CTU economist Craig Renney, who was an adviser for Robertson when the current Government put together its first budgets, said Treasury's forecasts would give an assessment of the extent to which the Government's spending has increased inflation, "but generally speaking it's pretty marginal".
"Things that are really driving inflation are fuel, and building materials," Renney said.
The Government has already foreshadowed that a big part of new spending would go on health and climate change policies (it has funded most climate change policies through an ETS fund, outside of its $6b allowance).

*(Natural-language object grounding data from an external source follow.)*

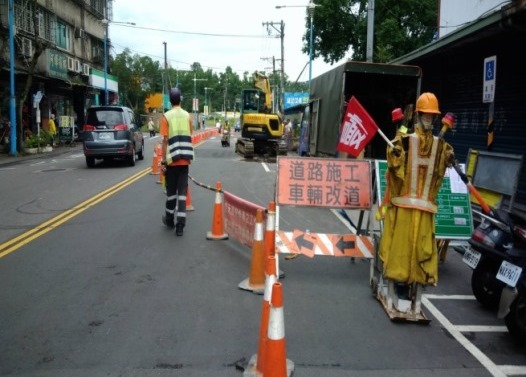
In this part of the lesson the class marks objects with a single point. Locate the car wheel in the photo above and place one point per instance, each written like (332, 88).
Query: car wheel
(131, 157)
(516, 319)
(90, 161)
(140, 155)
(485, 286)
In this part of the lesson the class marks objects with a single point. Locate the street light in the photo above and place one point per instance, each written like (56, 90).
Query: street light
(106, 23)
(310, 7)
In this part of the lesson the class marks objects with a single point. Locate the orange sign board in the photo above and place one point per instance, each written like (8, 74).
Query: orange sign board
(324, 182)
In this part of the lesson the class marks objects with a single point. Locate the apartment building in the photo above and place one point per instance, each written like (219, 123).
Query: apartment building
(71, 36)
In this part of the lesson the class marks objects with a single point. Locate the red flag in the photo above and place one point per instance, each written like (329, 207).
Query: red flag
(357, 130)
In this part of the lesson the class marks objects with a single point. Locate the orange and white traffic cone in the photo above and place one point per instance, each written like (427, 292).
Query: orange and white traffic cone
(276, 363)
(255, 282)
(156, 161)
(160, 179)
(189, 205)
(255, 366)
(217, 232)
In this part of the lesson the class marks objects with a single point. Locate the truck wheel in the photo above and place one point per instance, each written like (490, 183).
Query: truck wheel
(90, 161)
(516, 319)
(131, 157)
(485, 286)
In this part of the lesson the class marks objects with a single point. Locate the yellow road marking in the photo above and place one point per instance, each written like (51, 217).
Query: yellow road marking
(47, 226)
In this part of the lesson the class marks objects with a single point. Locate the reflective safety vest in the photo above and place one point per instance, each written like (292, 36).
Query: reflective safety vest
(179, 136)
(416, 191)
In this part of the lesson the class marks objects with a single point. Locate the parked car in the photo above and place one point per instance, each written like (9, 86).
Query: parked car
(112, 132)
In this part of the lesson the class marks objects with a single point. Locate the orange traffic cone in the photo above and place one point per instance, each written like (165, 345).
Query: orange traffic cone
(156, 165)
(189, 206)
(255, 366)
(160, 179)
(217, 232)
(276, 363)
(256, 280)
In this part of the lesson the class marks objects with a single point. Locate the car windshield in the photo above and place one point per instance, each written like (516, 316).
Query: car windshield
(107, 117)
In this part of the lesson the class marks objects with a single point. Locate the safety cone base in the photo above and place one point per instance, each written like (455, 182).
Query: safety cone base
(251, 371)
(246, 286)
(211, 236)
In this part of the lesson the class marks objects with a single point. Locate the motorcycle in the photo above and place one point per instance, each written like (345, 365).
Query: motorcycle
(497, 255)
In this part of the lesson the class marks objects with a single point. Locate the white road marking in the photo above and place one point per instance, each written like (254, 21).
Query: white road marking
(451, 297)
(468, 328)
(470, 347)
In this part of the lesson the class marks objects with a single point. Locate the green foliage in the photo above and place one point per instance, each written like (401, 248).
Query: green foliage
(35, 141)
(340, 28)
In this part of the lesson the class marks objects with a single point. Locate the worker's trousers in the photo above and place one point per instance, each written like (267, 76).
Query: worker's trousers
(176, 188)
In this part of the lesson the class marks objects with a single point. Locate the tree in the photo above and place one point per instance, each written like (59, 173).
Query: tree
(340, 26)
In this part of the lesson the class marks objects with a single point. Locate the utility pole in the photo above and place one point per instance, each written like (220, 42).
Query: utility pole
(281, 33)
(273, 84)
(165, 76)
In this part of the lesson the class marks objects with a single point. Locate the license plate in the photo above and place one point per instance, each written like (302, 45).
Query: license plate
(105, 135)
(471, 257)
(509, 273)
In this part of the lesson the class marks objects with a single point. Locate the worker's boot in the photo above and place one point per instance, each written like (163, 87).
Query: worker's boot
(179, 229)
(168, 221)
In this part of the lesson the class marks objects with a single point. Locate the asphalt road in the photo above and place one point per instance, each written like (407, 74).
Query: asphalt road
(108, 291)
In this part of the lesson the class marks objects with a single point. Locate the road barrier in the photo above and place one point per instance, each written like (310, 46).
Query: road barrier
(217, 232)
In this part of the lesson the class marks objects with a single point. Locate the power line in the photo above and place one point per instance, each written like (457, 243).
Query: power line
(201, 34)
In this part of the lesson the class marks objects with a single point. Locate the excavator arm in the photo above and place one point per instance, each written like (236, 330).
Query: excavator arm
(262, 83)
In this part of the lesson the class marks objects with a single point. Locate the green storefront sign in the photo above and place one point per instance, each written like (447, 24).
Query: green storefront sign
(454, 218)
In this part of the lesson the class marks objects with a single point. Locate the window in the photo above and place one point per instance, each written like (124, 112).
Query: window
(63, 35)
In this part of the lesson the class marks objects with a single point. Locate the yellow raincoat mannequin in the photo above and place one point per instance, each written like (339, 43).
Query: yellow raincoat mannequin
(416, 167)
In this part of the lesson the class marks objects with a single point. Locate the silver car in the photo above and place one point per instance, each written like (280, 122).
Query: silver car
(112, 132)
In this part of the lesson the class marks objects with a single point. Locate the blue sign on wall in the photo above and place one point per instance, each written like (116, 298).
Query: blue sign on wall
(293, 99)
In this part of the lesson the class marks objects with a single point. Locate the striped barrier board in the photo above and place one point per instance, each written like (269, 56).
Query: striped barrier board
(336, 245)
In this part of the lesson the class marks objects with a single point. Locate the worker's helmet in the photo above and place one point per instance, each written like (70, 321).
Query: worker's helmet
(397, 115)
(427, 103)
(175, 96)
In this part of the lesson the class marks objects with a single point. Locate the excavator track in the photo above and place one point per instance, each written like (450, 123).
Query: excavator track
(245, 148)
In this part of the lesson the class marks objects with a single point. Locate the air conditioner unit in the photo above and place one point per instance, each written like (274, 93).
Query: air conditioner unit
(26, 47)
(71, 64)
(80, 33)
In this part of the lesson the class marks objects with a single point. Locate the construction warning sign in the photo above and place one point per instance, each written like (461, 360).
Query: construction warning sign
(324, 182)
(311, 244)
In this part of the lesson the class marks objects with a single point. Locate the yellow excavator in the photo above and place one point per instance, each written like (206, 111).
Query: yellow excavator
(261, 130)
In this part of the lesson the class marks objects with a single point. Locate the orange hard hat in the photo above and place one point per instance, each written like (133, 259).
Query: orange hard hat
(427, 103)
(397, 115)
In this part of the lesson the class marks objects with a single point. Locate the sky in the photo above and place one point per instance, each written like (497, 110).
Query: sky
(216, 34)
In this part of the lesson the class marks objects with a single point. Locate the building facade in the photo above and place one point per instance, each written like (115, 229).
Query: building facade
(454, 68)
(69, 71)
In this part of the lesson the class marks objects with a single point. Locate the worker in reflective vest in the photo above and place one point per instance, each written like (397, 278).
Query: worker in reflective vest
(177, 153)
(416, 167)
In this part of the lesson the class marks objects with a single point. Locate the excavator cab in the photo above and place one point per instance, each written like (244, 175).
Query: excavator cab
(261, 130)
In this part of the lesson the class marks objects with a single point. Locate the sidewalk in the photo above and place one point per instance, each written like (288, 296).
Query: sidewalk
(6, 159)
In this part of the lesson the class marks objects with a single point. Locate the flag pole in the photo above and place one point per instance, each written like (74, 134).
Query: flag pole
(385, 138)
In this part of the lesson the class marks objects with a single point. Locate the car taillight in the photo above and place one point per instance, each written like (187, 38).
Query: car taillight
(121, 127)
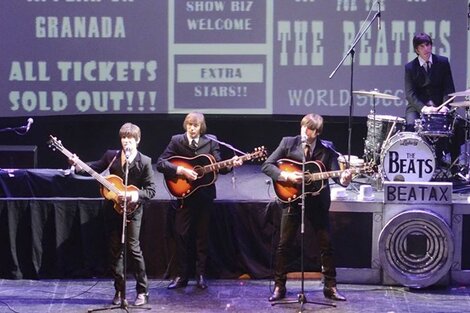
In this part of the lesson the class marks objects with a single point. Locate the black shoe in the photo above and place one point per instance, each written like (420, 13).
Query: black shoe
(117, 298)
(333, 294)
(201, 282)
(178, 282)
(141, 299)
(278, 293)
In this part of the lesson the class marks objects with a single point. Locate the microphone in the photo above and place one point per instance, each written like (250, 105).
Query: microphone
(378, 16)
(468, 17)
(28, 126)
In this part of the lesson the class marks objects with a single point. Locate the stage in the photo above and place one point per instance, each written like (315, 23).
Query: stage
(73, 296)
(51, 227)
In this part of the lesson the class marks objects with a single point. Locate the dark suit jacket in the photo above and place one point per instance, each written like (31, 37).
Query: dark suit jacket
(140, 175)
(180, 146)
(421, 87)
(291, 148)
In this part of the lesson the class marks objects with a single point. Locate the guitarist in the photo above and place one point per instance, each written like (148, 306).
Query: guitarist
(140, 175)
(193, 212)
(316, 206)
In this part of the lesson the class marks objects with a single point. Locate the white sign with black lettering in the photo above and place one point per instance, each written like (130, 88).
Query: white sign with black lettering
(418, 192)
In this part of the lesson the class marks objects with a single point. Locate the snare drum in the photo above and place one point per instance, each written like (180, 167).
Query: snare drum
(407, 157)
(435, 124)
(378, 131)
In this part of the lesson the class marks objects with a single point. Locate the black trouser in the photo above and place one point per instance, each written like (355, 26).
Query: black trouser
(192, 233)
(318, 217)
(134, 253)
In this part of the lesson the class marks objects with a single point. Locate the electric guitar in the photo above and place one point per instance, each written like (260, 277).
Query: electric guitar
(111, 185)
(315, 175)
(206, 168)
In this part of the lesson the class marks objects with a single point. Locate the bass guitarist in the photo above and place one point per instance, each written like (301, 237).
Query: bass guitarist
(193, 211)
(141, 176)
(317, 205)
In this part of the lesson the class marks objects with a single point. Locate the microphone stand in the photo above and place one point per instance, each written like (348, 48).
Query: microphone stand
(301, 298)
(235, 150)
(124, 304)
(351, 52)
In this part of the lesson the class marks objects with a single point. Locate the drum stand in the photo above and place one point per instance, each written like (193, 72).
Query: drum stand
(466, 166)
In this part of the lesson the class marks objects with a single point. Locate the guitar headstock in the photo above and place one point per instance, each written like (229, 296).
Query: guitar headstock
(55, 143)
(259, 154)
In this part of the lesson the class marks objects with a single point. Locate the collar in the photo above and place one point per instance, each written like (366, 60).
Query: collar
(422, 61)
(191, 139)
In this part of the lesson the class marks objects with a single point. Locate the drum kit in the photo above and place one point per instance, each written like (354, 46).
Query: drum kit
(399, 155)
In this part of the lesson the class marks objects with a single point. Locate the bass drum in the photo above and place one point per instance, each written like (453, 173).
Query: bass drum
(407, 157)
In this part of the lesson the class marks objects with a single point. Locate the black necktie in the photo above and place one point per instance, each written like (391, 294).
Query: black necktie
(427, 67)
(307, 152)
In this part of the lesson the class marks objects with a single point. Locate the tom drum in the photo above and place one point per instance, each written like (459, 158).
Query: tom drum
(378, 130)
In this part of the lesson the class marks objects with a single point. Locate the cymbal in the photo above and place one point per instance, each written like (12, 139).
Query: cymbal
(376, 94)
(461, 93)
(461, 104)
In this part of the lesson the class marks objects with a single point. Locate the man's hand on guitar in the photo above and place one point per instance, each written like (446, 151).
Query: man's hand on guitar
(293, 177)
(132, 196)
(189, 174)
(345, 178)
(236, 161)
(73, 162)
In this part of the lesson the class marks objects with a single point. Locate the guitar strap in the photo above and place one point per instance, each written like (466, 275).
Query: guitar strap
(112, 161)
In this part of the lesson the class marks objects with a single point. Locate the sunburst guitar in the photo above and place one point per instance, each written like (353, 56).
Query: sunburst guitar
(316, 178)
(206, 168)
(111, 185)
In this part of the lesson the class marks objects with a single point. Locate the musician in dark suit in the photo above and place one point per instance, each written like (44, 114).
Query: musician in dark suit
(140, 175)
(316, 206)
(428, 83)
(192, 212)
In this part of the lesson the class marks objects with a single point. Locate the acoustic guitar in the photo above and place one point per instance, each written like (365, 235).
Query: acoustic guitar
(316, 177)
(206, 168)
(111, 185)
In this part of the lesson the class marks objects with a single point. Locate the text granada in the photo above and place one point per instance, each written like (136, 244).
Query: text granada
(80, 27)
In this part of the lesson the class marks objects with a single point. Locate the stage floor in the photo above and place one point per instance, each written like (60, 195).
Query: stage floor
(225, 296)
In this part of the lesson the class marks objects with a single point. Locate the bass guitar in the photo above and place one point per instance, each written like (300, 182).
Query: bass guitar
(111, 185)
(315, 179)
(206, 168)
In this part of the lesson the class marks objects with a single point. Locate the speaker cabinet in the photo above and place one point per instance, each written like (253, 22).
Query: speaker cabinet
(355, 226)
(18, 156)
(460, 271)
(416, 244)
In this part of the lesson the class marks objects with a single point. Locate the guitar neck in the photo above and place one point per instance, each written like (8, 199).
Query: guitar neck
(223, 164)
(332, 174)
(102, 180)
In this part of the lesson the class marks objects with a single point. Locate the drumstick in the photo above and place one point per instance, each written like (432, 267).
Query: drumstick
(391, 130)
(448, 100)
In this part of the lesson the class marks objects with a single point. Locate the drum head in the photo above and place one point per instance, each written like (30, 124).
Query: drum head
(407, 157)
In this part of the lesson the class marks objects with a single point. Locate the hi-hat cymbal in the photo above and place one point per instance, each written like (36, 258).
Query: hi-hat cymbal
(461, 104)
(376, 94)
(461, 93)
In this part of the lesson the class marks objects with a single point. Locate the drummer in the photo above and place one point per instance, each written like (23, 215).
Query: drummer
(428, 83)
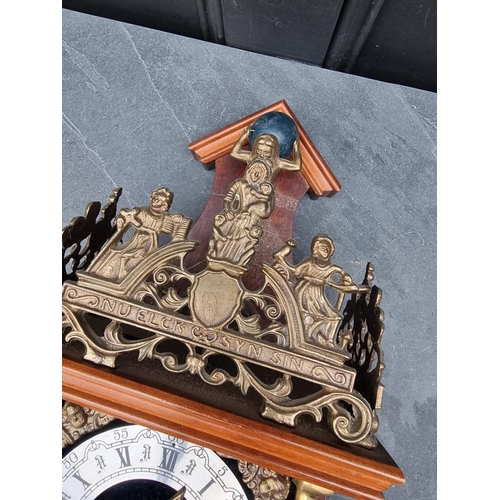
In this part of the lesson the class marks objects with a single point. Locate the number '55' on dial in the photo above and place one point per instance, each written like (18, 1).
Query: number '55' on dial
(126, 455)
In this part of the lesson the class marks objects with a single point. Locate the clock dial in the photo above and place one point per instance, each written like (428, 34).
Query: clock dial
(133, 453)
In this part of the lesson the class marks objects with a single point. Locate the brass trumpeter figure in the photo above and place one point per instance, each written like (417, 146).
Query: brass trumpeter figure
(312, 275)
(288, 325)
(118, 259)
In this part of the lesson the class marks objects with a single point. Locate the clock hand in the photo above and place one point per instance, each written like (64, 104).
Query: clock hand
(179, 495)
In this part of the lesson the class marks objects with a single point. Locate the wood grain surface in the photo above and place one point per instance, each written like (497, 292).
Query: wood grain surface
(265, 445)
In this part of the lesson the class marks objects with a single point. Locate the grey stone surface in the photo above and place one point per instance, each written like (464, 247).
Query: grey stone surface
(134, 98)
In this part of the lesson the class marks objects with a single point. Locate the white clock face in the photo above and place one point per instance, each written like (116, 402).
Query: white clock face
(133, 452)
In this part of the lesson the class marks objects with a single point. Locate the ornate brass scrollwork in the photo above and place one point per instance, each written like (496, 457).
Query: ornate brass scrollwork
(289, 325)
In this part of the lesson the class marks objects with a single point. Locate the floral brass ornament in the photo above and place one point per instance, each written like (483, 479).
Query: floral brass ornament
(289, 325)
(264, 483)
(78, 421)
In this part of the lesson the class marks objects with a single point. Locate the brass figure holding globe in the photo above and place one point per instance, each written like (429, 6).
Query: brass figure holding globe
(288, 326)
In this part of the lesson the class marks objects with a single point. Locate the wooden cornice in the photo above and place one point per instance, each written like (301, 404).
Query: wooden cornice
(265, 445)
(318, 175)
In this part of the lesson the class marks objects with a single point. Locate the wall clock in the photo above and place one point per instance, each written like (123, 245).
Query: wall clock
(303, 358)
(120, 460)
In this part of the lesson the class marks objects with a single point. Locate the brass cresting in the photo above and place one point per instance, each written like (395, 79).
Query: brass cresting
(306, 341)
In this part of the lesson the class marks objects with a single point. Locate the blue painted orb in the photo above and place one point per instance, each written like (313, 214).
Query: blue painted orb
(278, 124)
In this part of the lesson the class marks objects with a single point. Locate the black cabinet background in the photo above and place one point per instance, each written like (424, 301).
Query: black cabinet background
(389, 40)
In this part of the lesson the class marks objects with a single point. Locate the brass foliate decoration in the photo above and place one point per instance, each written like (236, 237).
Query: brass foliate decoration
(291, 325)
(78, 421)
(264, 483)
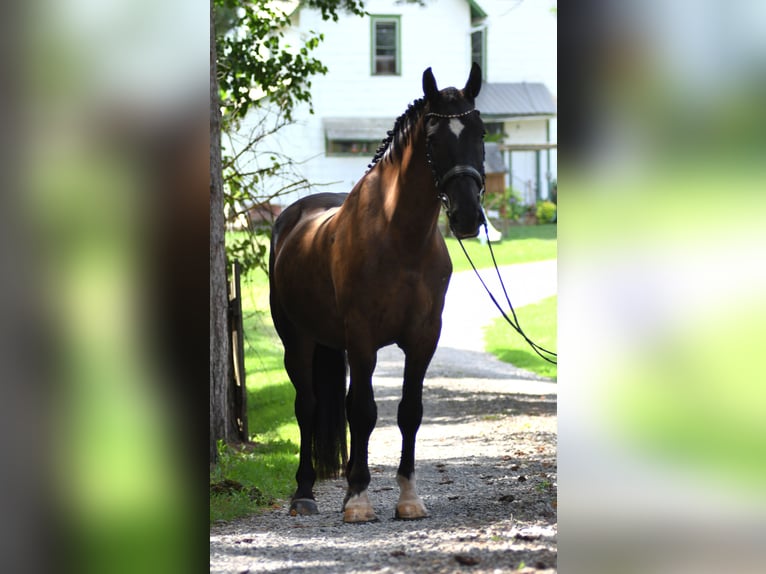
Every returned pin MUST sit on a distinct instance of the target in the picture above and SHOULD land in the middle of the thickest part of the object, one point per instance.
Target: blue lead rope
(541, 351)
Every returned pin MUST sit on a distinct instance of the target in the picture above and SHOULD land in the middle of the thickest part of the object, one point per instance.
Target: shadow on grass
(528, 360)
(269, 407)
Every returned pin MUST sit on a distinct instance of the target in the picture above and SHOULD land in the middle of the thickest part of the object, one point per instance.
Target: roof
(515, 99)
(357, 129)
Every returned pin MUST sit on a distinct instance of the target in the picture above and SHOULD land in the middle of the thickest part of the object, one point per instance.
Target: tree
(247, 55)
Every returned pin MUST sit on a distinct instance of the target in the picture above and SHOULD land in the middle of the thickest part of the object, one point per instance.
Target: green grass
(269, 464)
(539, 323)
(521, 244)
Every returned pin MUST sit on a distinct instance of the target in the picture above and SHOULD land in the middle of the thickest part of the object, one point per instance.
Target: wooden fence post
(237, 387)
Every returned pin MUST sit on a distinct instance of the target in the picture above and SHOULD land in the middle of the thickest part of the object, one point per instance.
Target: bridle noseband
(457, 170)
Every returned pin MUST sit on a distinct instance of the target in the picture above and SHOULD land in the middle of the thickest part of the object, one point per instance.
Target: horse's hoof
(303, 507)
(410, 511)
(358, 509)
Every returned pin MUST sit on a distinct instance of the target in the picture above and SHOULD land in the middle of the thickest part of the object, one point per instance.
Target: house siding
(438, 36)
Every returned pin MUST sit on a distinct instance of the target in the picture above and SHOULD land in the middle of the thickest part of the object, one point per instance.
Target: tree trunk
(219, 339)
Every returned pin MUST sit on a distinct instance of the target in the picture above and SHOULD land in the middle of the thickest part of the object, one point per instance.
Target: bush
(508, 204)
(546, 212)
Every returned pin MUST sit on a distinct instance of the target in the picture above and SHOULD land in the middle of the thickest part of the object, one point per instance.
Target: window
(479, 49)
(385, 45)
(352, 147)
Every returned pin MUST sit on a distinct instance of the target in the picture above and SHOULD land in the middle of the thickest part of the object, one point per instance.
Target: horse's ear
(473, 85)
(429, 84)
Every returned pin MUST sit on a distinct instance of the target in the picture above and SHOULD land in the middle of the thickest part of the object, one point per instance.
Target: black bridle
(458, 170)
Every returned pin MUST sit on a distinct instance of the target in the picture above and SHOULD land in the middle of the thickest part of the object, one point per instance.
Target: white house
(375, 67)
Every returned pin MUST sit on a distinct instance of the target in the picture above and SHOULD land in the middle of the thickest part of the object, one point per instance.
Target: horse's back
(302, 208)
(301, 290)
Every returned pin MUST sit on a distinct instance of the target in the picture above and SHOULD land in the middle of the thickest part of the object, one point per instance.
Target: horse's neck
(412, 202)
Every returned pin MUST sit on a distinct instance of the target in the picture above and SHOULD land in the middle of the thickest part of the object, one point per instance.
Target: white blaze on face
(456, 126)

Renney said a lot of the health spending could go on wiping DHB deficits, about $1 billion a year to "clean the books going into the future" and setting the new Health system on a "sustainable financial footing".
The Government also has two dental policies from the 2020 election - increasing emergency dental grants and funding more mobile dental clinics - which missed out on funding in 2021, but which could get about $44 million, based on their initial cost.
With inflation mounting, the Government will also come under pressure to put contingency funding aside to fund future pay settlements.
The current Government has made benefit changes in each of its Budgets. Major changes to lift benefits were made in the last Budget, so expectations are muted this year, but Renney thinks the Government's focus on child poverty could mean further changes in this Budget.
He said addressing child poverty was like "pushing a cork down in a bath. Unless you keep pushing down, the cork comes back up".
Budget day usually ends with the inevitable battle over the Budget's nickname. Previous winners include the "chewing gum Budget" or the "'fudge-it Budget".
This reporter's favourite, "short, crisp, clear and lacking jabberwocky" - the verdict of then-British Leader of the Opposition Margaret Thatcher of Prime Minister and Minister of Finance Robert Muldoon's Budget in 1976.